The infant warmer recall was announced by the U.S. Food and Drug Administration (FDA) on July 12, following reports that suggest the bedside panels and latches are prone to break, posing a serious and potentially life-threatening risk for babies.
The infant radiant warmers are primarily used in the hospital Labor and Delivery areas and in Neonatal Intensive Care Units. They provide infrared heat in a controlled manner to infants who are unable to maintain their body temperature.
The warmers are equipped with glass side wall panels, which are designed to prevent the infant from falling out of the warmer. According to the recall, these glass panels, and their locking mechanisms, may be prone to crack, which would allow the safety panels to fall open and no longer protect the infant from falling off of the warmer.

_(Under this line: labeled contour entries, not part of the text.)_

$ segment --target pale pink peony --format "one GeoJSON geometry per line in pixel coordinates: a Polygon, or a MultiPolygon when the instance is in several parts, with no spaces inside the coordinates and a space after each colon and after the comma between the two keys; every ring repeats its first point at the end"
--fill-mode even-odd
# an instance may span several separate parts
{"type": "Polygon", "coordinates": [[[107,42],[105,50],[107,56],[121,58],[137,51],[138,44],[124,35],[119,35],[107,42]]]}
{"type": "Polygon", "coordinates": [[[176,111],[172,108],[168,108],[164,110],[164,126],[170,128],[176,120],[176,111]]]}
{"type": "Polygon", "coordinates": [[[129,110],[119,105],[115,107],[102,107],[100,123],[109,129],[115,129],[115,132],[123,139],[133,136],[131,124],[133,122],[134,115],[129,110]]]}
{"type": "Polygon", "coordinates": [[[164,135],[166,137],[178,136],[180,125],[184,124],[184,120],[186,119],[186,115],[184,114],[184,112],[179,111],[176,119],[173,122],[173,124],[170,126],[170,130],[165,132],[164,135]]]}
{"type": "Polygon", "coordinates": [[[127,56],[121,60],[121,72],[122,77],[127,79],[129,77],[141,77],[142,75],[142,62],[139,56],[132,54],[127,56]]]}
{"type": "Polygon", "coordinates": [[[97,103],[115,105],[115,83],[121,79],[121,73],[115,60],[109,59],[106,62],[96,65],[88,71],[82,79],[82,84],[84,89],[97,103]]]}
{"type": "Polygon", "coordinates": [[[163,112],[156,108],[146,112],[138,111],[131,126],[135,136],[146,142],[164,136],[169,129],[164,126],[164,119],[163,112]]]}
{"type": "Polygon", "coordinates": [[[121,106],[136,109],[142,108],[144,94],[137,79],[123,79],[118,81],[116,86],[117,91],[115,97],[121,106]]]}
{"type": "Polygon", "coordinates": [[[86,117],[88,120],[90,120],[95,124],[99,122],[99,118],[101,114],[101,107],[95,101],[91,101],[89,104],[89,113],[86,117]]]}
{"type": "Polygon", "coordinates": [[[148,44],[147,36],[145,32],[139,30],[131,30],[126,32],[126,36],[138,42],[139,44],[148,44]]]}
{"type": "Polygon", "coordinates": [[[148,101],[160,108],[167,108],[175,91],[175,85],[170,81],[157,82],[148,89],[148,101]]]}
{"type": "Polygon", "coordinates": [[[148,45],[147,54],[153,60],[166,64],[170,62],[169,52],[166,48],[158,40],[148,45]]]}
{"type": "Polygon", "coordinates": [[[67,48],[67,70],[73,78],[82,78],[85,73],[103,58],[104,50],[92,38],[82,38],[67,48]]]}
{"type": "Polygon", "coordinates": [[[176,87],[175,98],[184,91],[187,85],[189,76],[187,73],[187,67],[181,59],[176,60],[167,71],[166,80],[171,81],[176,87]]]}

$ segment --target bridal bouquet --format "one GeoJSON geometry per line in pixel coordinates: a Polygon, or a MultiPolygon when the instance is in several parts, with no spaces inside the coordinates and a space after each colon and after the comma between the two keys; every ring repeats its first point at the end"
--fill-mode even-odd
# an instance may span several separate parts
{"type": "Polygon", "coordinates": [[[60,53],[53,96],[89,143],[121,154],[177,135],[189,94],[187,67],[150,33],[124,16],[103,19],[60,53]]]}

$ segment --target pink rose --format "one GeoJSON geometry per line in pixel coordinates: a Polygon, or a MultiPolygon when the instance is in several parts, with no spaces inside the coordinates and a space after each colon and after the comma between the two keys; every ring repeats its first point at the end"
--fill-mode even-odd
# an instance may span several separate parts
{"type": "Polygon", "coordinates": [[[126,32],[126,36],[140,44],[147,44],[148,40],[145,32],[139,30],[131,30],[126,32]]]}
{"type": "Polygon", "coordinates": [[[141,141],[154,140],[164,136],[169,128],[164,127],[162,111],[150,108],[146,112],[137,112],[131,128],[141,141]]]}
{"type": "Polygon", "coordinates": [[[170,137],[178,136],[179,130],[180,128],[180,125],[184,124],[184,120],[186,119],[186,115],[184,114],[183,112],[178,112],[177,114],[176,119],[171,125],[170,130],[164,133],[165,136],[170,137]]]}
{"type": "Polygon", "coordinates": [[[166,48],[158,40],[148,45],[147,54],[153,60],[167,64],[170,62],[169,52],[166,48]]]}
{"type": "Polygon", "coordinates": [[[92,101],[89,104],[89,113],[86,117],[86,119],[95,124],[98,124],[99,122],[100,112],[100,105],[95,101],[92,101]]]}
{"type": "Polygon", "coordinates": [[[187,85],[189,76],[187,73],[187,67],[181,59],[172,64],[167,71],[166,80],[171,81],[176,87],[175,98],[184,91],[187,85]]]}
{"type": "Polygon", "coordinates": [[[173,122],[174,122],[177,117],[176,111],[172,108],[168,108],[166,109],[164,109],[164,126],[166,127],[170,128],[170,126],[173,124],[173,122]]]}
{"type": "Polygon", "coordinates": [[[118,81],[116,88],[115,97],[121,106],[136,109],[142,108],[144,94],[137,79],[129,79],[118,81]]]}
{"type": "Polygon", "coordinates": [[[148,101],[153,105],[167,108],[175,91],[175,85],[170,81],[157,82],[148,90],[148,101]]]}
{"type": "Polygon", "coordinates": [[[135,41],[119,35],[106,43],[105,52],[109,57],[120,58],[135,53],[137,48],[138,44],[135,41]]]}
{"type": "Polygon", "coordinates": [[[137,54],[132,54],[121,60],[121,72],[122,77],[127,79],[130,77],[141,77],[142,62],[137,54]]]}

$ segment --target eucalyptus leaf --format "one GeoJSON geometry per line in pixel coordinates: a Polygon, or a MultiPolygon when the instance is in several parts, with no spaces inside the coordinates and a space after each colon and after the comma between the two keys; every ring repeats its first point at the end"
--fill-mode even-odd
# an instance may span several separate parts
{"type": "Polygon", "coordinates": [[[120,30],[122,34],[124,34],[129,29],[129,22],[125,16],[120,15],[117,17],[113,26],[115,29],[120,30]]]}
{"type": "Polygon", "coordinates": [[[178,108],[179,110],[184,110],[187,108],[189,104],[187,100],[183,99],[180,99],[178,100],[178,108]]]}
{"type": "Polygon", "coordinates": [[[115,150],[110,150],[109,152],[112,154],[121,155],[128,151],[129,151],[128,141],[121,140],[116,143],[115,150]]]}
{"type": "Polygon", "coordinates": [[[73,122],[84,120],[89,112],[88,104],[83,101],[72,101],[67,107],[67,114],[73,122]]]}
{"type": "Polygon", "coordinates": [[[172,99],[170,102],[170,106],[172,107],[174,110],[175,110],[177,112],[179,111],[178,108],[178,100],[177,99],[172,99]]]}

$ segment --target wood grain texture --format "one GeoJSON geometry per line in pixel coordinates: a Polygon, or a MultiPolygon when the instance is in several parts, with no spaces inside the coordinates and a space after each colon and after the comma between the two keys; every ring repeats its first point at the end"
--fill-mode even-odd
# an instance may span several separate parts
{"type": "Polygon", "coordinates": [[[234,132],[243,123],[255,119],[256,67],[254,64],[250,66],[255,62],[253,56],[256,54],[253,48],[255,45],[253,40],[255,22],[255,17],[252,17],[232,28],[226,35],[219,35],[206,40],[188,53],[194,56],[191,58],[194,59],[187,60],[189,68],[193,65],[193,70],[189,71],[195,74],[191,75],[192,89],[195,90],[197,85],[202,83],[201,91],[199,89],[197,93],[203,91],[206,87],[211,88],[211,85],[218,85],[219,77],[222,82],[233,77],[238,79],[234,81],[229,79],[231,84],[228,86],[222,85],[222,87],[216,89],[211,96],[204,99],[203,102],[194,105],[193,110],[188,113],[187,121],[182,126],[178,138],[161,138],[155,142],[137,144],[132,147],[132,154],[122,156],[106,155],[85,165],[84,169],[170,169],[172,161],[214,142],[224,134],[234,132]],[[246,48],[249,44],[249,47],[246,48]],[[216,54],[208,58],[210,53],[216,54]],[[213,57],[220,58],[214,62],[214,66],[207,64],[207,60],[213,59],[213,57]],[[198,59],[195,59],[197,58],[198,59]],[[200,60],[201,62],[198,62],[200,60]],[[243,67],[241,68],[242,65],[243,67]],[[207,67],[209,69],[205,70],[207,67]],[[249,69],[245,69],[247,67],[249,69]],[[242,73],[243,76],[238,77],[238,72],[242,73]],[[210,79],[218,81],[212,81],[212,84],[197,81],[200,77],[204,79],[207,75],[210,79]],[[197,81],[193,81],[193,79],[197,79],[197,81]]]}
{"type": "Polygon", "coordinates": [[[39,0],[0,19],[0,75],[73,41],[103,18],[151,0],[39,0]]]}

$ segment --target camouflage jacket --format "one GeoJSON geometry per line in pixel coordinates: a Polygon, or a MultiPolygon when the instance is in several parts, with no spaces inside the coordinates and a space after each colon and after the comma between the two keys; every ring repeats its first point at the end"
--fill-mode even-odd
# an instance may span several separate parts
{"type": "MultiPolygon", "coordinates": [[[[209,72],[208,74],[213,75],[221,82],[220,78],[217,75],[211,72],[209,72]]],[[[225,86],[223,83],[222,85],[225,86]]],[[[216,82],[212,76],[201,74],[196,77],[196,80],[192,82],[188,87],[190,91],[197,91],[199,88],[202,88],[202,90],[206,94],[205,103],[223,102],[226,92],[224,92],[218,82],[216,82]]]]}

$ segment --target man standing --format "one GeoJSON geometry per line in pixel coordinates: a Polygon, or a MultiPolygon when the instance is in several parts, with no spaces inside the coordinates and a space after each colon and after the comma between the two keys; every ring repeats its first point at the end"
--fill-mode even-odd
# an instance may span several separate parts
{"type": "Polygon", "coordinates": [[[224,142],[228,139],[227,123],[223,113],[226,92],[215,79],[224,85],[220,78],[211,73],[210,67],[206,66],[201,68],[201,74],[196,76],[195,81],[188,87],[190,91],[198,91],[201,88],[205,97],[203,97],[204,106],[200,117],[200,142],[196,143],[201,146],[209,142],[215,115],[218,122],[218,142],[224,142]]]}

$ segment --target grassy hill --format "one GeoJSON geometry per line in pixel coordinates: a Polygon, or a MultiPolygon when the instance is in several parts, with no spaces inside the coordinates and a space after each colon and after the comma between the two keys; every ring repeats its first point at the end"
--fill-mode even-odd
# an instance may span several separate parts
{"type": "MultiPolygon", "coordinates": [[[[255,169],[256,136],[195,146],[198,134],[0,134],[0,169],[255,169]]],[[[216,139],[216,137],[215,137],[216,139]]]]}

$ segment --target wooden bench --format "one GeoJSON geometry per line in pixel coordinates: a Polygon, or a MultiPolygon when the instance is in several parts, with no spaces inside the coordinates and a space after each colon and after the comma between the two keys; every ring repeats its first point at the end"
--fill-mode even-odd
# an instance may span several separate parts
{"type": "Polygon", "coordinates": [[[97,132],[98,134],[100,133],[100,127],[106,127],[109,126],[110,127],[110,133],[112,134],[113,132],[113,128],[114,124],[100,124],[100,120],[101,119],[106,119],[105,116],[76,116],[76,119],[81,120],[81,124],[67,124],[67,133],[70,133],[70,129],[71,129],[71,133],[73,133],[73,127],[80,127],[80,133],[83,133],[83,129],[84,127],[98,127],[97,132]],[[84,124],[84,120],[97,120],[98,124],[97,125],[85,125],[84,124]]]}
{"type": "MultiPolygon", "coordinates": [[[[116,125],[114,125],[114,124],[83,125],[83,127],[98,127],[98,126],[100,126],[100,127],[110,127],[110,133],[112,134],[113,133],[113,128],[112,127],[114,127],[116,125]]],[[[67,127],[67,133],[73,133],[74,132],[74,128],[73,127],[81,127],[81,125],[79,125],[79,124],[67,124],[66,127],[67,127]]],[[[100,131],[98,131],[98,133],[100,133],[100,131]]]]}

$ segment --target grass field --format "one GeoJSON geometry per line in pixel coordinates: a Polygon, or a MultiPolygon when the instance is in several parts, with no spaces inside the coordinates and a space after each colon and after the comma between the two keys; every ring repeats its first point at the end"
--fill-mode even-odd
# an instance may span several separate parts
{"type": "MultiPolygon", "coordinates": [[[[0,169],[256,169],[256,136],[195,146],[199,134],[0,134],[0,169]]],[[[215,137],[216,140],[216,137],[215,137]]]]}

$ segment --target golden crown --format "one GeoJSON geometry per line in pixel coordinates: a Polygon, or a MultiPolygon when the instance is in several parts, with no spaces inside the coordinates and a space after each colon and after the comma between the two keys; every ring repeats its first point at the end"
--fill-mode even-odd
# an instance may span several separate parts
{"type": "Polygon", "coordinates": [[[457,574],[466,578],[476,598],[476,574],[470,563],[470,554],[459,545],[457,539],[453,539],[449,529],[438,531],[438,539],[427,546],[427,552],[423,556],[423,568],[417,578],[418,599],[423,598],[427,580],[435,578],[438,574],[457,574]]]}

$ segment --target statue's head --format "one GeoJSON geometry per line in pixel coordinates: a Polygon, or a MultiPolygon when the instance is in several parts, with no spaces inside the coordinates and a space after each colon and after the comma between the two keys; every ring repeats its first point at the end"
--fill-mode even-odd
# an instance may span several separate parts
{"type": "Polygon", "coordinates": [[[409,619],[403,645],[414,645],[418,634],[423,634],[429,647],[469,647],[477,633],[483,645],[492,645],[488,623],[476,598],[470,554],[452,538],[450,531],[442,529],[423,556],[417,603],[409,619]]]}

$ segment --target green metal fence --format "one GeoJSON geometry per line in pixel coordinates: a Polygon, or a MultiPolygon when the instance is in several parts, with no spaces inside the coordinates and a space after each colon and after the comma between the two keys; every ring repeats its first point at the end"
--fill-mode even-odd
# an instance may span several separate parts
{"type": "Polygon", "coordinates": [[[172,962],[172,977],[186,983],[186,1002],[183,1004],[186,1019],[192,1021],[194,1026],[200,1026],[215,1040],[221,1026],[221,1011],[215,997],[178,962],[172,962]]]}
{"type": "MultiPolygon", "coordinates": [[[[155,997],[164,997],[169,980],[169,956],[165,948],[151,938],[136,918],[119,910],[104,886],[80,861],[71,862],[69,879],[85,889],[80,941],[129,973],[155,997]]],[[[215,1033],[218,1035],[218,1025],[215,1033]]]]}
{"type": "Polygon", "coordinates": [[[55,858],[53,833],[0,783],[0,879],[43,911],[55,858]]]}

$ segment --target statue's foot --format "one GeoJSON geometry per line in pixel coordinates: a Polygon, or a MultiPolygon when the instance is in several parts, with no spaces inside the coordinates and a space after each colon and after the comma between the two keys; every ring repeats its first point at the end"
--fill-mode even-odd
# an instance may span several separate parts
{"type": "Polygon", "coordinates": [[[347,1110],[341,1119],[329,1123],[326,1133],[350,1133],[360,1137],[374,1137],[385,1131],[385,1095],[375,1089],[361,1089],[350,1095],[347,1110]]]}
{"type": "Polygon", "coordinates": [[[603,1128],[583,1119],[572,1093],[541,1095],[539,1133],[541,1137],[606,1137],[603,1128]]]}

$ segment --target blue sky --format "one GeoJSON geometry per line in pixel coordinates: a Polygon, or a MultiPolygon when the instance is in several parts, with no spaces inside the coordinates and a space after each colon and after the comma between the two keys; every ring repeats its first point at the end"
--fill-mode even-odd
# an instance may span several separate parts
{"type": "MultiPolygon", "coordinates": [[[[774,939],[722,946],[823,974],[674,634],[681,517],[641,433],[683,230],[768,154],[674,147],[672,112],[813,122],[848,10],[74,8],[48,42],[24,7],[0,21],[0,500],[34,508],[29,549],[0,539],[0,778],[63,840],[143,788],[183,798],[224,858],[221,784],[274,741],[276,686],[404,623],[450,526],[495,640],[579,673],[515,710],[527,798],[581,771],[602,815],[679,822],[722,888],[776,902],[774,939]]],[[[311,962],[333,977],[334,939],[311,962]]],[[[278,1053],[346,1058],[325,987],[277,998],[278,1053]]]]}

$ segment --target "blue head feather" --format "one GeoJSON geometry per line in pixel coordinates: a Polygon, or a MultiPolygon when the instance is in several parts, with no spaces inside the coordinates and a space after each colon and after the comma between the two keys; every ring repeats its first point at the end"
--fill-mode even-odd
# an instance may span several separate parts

To date, the FDA is aware of at least 338 complaints related to the bedside panels and latches breaking. Two of these incidents involved newborns who fell from the GE warmers and suffered skull fractures.
The recall includes all lots of Giraffe Infant Warmers and Panda i-Res Infant Warmers that were manufactured by GE Healthcare of Chicago, Illinois from October 1, 2017 through February 28, 2019, where they were distribute throughout the U.S. to healthcare facilities. The warmers are marked with a model number ranging from 2063568-001-XXXXXX, 2063570-001-XXXXXX, M1112198-XXXXXX and M1118179-XXXXXX.
GE Healthcare issued an Urgent Medical Device Correction notice earlier this year on March 15, 2019. The notice included additional safety labels and advised customers to routinely inspect the bedside panels and latches for damage, and to stop using the warmers if any damage is noticed. However, following additional incident reports, the manufacturer determined a safety recall was required.
The FDA has categorized this recall as a Class I recall, indicating the recall involves a dangerous or defective product that has a high probability of causing serious adverse health consequences, including death to the user.
Customers are being asked to follow the instructions detailed in the Urgent Medical Device Correction notice and to contact GE Healthcare customer service at 1-800-437-1171 for additional questions or concerns regarding the recall.